控訴審の審理方式として、「続審制」「覆審制」「事後審制」があります。
「続審制」とは、下級審の審理を基礎としながら、上級審でも新たな訴訟資料の提出を認め、審理をすることです。(日本の民事訴訟は、控訴審においても新たな証拠や主張を提出することができるので、「続審制」と考えられます。)
「覆審制」とは、下級審の審理とは無関係に、上級審が訴訟資料を集め、その訴訟資料に基づいて新たに審理をやり直すことです。(旧刑事訴訟法の控訴審は、第1審と同様の手続きを行っていたので、「覆審制」と考えられます。)
「事後審制」とは、下級審の訴訟記録に基づいて、上級審が原判決の当否を判断することです。

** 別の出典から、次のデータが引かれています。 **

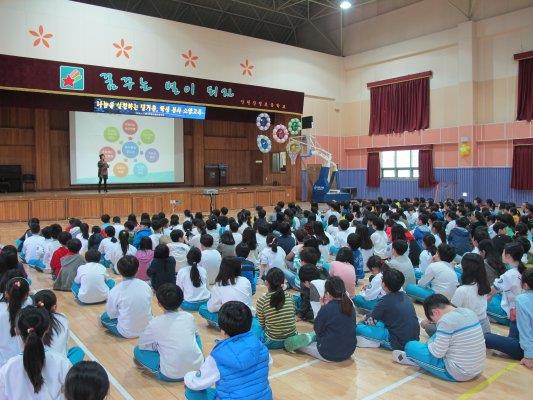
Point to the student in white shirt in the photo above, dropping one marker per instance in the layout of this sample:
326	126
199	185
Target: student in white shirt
192	280
170	346
92	283
106	245
211	259
129	304
120	249
474	288
379	238
33	247
229	285
271	256
34	374
439	277
15	297
370	294
502	297
178	248
56	338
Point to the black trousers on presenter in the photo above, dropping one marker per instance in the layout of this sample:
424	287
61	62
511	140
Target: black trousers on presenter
100	179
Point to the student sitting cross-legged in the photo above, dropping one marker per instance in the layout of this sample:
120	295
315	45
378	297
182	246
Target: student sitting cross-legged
170	347
333	338
192	280
92	283
238	365
275	311
457	350
393	322
129	304
439	277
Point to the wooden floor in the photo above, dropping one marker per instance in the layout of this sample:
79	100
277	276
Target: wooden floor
369	375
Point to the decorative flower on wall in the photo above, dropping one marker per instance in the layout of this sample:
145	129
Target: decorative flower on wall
41	37
190	59
247	68
122	48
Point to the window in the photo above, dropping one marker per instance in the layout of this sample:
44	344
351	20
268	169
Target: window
279	162
399	164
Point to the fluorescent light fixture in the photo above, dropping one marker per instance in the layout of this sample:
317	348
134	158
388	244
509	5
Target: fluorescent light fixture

(刑事訴訟の控訴審は、原則として新たな訴訟資料の提出を認めていないので、「事後審制」と考えられます。)
ウ.×
現行の刑事訴訟における控訴審の裁判は、「覆審制」ではなく、「事後審制」が採用されています。現行の刑事訴訟では、原則として、新たな訴訟資料の提出を認めておらず、第1審の訴訟記録に基づいて、控訴審が第1審の判決の当否を判断します。
エ.〇
上告審は法律問題を審理(憲法その他の法令違反の有無について審理)するものであり、原則として事実認定の問題は審理しません。しかし、「判決に影響を及ぼすべき重大な事実の誤認」があって、「原判決を破棄しなければ著しく正義に反すると認めるとき」は、原判決を破棄することができます(刑事訴訟法411条)。
オ.〇
これは、裁判所法4条の記載です。
「上級審の裁判所の裁判における判断は、その事件について下級審の裁判所を拘束する。」(裁判所法4条)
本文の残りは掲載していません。